I'm trying to determine the function for determining the number of unordered combinations with non-unique choices.

Given:

n = number of unique symbols to select from
r = number of choices

Example... for n=3, r=3, the result would be: (edit: added missing values pointed out by Dav)

000
001
002
011
012
022
111
112
1开发者_开发百科22
222

I know the formula for permutations (unordered, unique selections), but I can't figure out how allowing repetition increases the set.

In C++ given the following routine:

template <typename Iterator>
bool next_combination(const Iterator first, Iterator k, const Iterator last)
{
   /* Credits: Mark Nelson http://marknelson.us */
   if ((first == last) || (first == k) || (last == k))
      return false;
   Iterator i1 = first;
   Iterator i2 = last;
   ++i1;
   if (last == i1)
      return false;
   i1 = last;
   --i1;
   i1 = k;
   --i2;
   while (first != i1)
   {
      if (*--i1 < *i2)
      {
         Iterator j = k;
         while (!(*i1 < *j)) ++j;
         std::iter_swap(i1,j);
         ++i1;
         ++j;
         i2 = k;
         std::rotate(i1,j,last);
         while (last != j)
         {
            ++j;
            ++i2;
         }
         std::rotate(k,i2,last);
         return true;
      }
   }
   std::rotate(first,k,last);
   return false;
}

You can then proceed to do the following:

std::string s = "12345";
std::size_t r = 3;
do
{
   std::cout << std::string(s.begin(),s.begin() + r) << std::endl;
}
while(next_combination(s.begin(), s.begin() + r, s.end()));

If you have N unique symbols, and want to select a combination of length R, then you are essentially putting N-1 dividers into R+1 "slots" between cumulative total numbers of symbols selected.

0 [C] 1 [C] 2 [C] 3

The C's are choices, the numbers are the cumulative count of choices made so far.
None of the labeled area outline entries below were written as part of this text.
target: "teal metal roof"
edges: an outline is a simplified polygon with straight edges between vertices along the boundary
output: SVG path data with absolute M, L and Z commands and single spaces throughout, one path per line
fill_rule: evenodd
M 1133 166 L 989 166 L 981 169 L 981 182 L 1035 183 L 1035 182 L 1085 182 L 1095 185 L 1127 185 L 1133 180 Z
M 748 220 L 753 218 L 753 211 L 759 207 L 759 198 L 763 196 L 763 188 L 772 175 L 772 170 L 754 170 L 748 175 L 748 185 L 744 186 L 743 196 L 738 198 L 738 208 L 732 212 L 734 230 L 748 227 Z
You're essentially putting a divider for each possible thing you could choose of when you "start" choosing that thing (it's assumed that you start with choosing a particular thing before any dividers are placed, hence the -1 in the N-1 dividers).

If you place all of the dividers are spot 0, then you chose the final thing for all of the choices. If you place all of the dividers at spot 3, then you choose the initial thing for all of the choices. In general, if you place the ith divider at spot k, then you chose thing i+1 for all of the choices that come between that spot and the spot of the next divider.

Since we're trying to put N-1 non-unique items (the dividers are non-unique, they're just dividers) around R slots, we really just want to permute N-1 1's and R 0's, which is effectively

(N+R-1) choose (N-1) =(N+R-1)!/((N-1)!R!).

Thus the final formula is (N+R-1)!/((N-1)!R!) for the number of unordered combinations with non-unique selection of items.

Note that this evaluates to 10 for N=3, R=3, which matches with your result... after you add the missing options that I pointed out in comments above.